Almost half of the audience at a pre-election debate said they would vote Conservative come May
With 64 days to go until the general election, it would seem that most small business owners have made up their minds as to who best represents their interests. Or at least this is the case if last night’s Small Business Debate, organised by Enterprise Nation and attended by over 100 business owners is anything to go by. While just 10% were undecided on an exit poll, 45% were convinced that the Tories are the best party for small businesses – up from 37% on an entrance poll.
The debate took place at the London headquarters of the ICAEW and featured Tory enterprise minister Matt Hancock, Labour's shadow minister for small business Toby Perkins, the Liberal Democrats’ ambassador for women in enterprise Lorely Burt and the Green Party's spokesman on business, innovation and skills Howard Allen. While UKIP’s Margot Parker was noticeably absent, organisers resisted the temptation to have her represented by an empty chair. Although perhaps “empty vessel” is more appropriate.

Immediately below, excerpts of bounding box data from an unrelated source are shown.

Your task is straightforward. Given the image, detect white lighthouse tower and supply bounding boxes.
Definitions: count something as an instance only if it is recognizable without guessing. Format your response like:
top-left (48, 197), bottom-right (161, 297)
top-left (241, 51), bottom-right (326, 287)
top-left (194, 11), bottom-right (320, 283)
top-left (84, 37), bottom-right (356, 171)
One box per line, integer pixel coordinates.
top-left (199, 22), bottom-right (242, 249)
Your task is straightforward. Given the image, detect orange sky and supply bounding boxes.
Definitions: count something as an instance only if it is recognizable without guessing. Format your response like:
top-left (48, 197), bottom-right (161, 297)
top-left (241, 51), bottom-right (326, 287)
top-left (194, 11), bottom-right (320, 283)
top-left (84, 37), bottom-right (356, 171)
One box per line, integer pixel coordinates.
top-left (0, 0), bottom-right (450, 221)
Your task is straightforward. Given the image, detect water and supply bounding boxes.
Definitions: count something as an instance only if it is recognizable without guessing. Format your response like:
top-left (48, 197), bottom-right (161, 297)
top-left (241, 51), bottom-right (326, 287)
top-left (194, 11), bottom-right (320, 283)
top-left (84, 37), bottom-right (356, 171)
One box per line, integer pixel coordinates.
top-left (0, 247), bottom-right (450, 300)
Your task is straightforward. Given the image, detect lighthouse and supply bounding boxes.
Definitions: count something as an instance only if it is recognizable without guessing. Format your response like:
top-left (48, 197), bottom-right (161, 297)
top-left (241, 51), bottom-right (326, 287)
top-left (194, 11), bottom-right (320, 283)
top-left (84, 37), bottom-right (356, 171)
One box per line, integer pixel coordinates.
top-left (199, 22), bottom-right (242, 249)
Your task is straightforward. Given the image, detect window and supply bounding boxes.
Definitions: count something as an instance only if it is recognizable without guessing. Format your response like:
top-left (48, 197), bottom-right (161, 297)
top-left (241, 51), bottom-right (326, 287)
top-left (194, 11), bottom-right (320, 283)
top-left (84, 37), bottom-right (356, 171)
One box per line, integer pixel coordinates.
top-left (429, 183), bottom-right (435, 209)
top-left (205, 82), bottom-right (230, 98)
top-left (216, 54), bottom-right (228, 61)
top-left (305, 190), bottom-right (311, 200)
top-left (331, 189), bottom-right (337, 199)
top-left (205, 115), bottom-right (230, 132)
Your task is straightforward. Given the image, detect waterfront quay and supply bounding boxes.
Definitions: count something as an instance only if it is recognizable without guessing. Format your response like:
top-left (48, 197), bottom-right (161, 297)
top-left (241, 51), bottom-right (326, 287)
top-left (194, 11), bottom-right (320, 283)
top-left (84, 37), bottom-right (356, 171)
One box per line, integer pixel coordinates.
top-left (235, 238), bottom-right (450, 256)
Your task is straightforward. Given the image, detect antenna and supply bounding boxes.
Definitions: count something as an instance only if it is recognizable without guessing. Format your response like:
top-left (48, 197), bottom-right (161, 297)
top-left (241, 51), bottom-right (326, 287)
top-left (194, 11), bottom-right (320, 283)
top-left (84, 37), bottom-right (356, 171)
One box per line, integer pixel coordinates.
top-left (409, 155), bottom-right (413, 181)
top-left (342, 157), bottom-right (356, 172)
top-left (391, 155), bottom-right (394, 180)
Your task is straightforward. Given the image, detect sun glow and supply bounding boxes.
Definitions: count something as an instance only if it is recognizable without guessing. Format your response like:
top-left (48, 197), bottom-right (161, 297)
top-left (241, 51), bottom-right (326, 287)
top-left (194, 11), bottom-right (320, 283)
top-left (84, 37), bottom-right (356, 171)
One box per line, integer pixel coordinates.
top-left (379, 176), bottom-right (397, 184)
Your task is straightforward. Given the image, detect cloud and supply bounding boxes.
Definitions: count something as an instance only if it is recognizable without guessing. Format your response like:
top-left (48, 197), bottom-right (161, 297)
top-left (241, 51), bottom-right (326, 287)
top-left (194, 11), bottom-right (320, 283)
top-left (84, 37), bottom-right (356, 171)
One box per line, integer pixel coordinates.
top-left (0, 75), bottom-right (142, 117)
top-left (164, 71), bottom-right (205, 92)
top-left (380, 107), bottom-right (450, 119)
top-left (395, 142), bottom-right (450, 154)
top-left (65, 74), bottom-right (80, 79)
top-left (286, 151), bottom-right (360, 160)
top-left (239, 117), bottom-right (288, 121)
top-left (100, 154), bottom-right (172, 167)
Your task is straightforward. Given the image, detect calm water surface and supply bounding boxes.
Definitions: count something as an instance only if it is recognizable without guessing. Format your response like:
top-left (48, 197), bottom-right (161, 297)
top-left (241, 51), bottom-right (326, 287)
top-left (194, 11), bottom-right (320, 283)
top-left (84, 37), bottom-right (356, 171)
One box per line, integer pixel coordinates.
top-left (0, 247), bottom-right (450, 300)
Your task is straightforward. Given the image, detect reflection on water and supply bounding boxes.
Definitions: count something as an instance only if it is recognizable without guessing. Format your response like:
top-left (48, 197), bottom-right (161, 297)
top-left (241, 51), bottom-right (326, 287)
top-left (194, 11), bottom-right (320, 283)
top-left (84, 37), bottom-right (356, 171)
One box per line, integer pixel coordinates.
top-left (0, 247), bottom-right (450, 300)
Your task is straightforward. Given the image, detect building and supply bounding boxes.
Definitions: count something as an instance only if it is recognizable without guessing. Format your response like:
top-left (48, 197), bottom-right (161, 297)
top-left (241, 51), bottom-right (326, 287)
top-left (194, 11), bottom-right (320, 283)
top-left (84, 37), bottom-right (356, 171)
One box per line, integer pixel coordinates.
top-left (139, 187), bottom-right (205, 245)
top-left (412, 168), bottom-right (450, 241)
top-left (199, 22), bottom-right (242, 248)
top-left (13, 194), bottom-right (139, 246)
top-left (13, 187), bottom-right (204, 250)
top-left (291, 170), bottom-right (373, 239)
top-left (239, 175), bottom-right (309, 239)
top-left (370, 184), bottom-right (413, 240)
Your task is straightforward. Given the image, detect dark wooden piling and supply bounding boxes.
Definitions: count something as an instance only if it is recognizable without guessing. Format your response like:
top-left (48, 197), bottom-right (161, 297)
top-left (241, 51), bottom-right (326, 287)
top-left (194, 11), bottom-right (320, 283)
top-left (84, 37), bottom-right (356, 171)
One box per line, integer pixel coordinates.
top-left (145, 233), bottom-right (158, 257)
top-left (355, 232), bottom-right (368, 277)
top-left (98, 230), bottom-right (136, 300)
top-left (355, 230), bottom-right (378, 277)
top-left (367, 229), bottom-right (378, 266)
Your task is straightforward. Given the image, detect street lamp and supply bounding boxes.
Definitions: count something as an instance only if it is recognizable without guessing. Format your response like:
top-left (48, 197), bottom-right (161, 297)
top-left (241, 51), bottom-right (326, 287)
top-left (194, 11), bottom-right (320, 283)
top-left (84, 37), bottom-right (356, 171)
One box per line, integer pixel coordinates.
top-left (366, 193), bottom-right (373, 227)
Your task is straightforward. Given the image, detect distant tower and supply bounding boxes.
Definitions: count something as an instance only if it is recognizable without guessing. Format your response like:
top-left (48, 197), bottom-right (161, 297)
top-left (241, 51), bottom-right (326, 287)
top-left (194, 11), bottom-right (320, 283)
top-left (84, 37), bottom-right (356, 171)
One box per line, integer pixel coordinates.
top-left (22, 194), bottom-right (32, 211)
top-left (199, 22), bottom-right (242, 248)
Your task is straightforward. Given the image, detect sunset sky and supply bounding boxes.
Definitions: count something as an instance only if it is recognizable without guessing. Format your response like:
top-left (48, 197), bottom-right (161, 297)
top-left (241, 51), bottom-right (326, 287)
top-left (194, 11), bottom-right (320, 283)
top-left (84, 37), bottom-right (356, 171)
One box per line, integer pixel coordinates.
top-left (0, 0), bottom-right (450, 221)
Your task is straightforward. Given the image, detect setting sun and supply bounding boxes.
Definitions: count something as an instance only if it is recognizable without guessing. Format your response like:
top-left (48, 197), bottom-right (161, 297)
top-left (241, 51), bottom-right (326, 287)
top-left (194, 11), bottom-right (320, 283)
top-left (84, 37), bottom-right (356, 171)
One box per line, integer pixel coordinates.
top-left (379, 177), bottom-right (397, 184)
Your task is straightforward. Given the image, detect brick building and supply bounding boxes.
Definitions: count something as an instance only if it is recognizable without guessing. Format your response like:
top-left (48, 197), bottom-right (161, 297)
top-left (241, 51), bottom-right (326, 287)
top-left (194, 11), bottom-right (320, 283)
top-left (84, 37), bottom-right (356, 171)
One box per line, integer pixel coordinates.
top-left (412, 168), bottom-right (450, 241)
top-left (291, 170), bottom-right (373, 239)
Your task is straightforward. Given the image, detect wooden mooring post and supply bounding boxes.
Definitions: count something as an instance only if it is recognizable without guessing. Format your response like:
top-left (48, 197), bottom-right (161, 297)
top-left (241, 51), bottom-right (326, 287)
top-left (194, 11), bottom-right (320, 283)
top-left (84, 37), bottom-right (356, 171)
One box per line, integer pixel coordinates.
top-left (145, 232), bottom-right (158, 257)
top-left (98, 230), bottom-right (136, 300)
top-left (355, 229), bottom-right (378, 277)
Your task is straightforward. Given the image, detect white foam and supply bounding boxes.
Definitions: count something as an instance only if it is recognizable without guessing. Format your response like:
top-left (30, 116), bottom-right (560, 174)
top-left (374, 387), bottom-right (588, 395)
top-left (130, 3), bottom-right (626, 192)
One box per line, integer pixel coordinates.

The Labour party finished on 31% but this journalist maintains that if he had been holding his voting remote control the right way up Labour would have finished on 32%. Between start and finish, the Green Party increased their vote by the highest proportion, going from 2% to a whopping 3%. So there is still hope, Allen.
Businesses in England pay more rates than anyone else in Europe, so naturally this is where the first line in the battle was drawn. “We need to turn this around,” said Hancock. “This whole area of business rates is one that needs a complete review so we are having an overhaul.”

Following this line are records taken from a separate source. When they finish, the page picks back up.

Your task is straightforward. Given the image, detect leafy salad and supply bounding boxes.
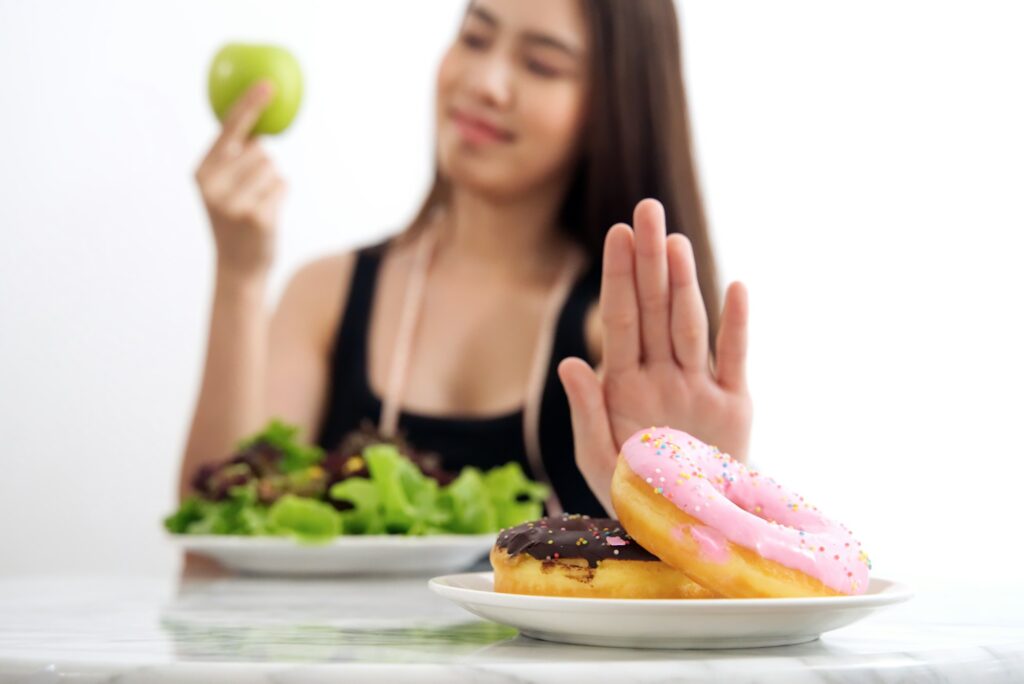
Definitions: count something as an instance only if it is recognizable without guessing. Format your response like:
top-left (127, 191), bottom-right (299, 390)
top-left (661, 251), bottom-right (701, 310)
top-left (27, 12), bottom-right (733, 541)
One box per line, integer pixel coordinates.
top-left (164, 421), bottom-right (548, 544)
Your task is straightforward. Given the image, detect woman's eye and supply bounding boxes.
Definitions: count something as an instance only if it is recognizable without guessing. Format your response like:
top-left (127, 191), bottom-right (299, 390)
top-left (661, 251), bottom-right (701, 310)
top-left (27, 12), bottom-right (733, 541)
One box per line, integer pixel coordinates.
top-left (526, 59), bottom-right (558, 77)
top-left (462, 33), bottom-right (487, 50)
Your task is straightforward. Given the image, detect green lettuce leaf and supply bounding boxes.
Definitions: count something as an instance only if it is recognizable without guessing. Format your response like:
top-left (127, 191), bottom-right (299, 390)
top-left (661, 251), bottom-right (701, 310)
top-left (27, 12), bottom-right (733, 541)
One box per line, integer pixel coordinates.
top-left (238, 419), bottom-right (324, 473)
top-left (267, 494), bottom-right (341, 544)
top-left (483, 462), bottom-right (550, 531)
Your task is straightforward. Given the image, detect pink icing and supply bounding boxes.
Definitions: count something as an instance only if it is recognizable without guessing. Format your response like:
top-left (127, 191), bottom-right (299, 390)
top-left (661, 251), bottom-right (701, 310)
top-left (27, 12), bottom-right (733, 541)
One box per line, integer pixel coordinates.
top-left (623, 427), bottom-right (870, 594)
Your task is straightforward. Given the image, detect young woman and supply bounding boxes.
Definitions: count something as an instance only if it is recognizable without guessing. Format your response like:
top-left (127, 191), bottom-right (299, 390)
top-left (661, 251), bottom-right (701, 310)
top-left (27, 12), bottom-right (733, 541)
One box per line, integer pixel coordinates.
top-left (180, 0), bottom-right (752, 515)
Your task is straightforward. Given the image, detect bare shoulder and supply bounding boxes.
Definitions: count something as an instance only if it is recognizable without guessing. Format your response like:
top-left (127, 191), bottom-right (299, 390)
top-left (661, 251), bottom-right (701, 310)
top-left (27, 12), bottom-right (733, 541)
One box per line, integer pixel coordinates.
top-left (274, 250), bottom-right (356, 348)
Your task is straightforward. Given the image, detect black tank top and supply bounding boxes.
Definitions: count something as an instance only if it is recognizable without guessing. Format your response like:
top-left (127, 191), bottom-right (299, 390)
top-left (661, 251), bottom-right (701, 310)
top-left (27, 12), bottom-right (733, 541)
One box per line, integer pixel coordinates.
top-left (316, 241), bottom-right (605, 517)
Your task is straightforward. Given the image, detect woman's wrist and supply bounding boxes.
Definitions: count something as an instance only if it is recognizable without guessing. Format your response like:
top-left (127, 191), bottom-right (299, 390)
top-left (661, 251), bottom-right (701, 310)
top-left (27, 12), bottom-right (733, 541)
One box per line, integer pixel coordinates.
top-left (215, 263), bottom-right (267, 302)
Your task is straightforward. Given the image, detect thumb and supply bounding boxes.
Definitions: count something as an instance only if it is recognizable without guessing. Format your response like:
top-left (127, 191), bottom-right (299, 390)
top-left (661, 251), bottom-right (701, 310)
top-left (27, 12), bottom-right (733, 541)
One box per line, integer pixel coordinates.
top-left (558, 357), bottom-right (618, 512)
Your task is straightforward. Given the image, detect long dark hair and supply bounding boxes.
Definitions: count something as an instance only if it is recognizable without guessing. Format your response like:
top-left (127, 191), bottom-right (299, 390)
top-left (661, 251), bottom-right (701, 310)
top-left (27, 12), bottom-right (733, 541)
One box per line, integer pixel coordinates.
top-left (407, 0), bottom-right (721, 358)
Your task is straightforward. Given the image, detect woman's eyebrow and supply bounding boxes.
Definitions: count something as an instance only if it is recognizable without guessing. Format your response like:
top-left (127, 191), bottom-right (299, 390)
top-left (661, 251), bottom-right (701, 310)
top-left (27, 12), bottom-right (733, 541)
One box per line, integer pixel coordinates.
top-left (469, 5), bottom-right (580, 57)
top-left (523, 31), bottom-right (580, 57)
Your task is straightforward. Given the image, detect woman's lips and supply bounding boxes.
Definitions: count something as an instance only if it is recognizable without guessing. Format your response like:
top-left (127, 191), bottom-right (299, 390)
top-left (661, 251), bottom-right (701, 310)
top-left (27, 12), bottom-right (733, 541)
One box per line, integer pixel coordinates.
top-left (452, 110), bottom-right (513, 144)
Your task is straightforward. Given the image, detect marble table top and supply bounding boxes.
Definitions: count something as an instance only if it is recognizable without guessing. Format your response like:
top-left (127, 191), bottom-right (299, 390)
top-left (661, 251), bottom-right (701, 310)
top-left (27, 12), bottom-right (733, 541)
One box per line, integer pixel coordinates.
top-left (0, 561), bottom-right (1024, 684)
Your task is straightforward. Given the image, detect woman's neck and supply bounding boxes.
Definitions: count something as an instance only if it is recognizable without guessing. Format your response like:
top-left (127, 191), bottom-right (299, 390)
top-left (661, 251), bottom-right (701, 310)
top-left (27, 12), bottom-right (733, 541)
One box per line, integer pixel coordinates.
top-left (435, 183), bottom-right (572, 280)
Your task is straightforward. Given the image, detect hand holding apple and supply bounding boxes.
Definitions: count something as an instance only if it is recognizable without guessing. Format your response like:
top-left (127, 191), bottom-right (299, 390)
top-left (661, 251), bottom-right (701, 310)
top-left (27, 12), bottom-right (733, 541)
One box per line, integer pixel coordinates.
top-left (209, 43), bottom-right (302, 135)
top-left (196, 81), bottom-right (286, 282)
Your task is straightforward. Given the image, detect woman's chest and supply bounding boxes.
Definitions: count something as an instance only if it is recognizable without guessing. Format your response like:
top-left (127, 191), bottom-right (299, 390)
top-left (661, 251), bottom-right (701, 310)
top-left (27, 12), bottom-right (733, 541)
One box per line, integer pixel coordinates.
top-left (367, 255), bottom-right (546, 417)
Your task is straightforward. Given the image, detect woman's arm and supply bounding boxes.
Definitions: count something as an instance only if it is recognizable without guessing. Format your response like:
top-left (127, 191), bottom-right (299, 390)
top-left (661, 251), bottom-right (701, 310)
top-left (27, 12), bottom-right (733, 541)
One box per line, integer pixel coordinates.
top-left (178, 82), bottom-right (351, 497)
top-left (178, 252), bottom-right (355, 497)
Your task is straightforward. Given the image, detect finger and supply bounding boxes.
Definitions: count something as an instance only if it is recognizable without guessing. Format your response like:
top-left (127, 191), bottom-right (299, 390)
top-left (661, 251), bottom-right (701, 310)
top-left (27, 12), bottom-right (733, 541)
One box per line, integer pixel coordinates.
top-left (558, 357), bottom-right (618, 514)
top-left (633, 200), bottom-right (672, 364)
top-left (669, 233), bottom-right (709, 371)
top-left (232, 161), bottom-right (280, 207)
top-left (715, 281), bottom-right (750, 392)
top-left (210, 81), bottom-right (273, 157)
top-left (201, 140), bottom-right (269, 197)
top-left (599, 223), bottom-right (640, 373)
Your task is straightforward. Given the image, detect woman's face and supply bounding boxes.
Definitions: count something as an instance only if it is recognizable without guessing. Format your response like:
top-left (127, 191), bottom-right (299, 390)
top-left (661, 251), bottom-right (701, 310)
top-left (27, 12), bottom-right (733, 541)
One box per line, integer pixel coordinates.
top-left (436, 0), bottom-right (590, 199)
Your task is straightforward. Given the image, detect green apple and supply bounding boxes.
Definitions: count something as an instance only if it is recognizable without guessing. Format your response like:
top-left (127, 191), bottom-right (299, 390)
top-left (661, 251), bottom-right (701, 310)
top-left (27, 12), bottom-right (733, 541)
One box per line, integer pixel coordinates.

Perkins said it was folly for the Tories to both increase business rates on a “huge” scale over the last five years and to defer the review of rates for so long. As Ed Miliband laid out in his 2013 party conference speech, Perkins reiterated that Labour will cut and freeze business rates if they make it into office. Burt claimed the Liberal Democrats would scrap rates altogether, replacing them with a Land Value Tax, meaning large corporations with larger plots of land would pay a fair price.
A show of hands in the audience saw all but two attendees seeking to remain in the EU. No sign then of the “unhappy relationship” Hancock cited when he promised to hold a referendum on membership of the union. Burt accused the Tories of creating uncertainty. “It’s a very, very dangerous game Conservatives are playing by flirting with the exit on Europe,” she added.
On the topic of childcare, which is blamed for stalling the progress of women entrepreneurs, working mum and founder of Tea Huggers Ester Thompson asked what each party plans to do about it. Perkins said supporting women in work could alone be enough to tackle the deficit and pledged 25 hours free childcare for three to four year olds and said Labour would make school hours run from 8am to 6pm. Burt explained the difficulty of reducing costs due to market force constraints, which didn’t seem to go down well.
Emma Jones, founder of Enterprise Nation and chair of last night's event, said: “Hopefully the political classes will have learned something from this experience – that small firms are worth listening to, that they are playing an increasingly important role in the electoral process and that by engaging with them, politicians can improve policy - and gain all-important votes."
In the limited time available, there was little mention of the north-south divide, apart from in Perkins’ opening statement; no one touched on the UK’s much-valued tech sector; and the fact that the current government will make it even harder for small businesses to take larger businesses to court come April wasn’t even hinted at.
The Conservatives may have won this battle, but with over two months to go, and national polls showing the two main parties as being virtually neck and neck, anything can happen. One thing that is for certain: small business is finally on the agenda.